In doing so, he founded of the Clerks Regular of St. Paul, also known as the Barnabites, and named after the Apostle Paul. Through his order, St. Anthony promoted a reformation program involving the combined strengths and experiences of Priests — The Clerics Regular of St. Paul, Uncloistered nuns — The Angelics of St. Paul, and Married people — The Marrieds of St. Paul (laity). Though the Laity of St. Paul diminished after St. Anthony’s death, it continued quietly until the order experienced growth again in the 1990s.
St. Anthony was particularly special devoted to the Eucharist and Christ Crucified. According to the Barnabite’s website ,
To promote devotion to Christ Crucified Anthony Mary instituted the practice of the tolling of church bells at 3 p.m. every Friday in remembrance of Christ’s death on the cross.

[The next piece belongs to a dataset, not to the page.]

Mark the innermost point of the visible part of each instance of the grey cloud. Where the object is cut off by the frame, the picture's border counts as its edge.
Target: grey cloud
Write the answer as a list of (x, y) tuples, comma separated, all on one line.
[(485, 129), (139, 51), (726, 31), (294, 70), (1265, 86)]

He also advised people to make the cross of Christ the object of constant meditation, reflecting often on “the book that records the sweet memory of the cross of Christ ” (Letter XI ).
Anthony Mary promoted devotion to the Eucharistic Christ in the form of the Forty Hours devotion, public and solemn adoration of the Blessed Sacrament by turn in various city churches, which he first celebrated in Milan in 1537. He also promoted frequent Holy Communion.
Hard work and voluntary penance, wore out St. Anthony, who died at age 37, after catching a fever while on a mission to Guastalla, Italy. His body was found incorrupt 27 years after his death in 1539; however, due to changes in the canonization process, his solemn canonization was delayed until 1897 when Pope Leo XIII canonized him in St. Peter’s in Rome. He is often depicted wearing the black cassock of the order and holding a lily, cross, chalice and/or host.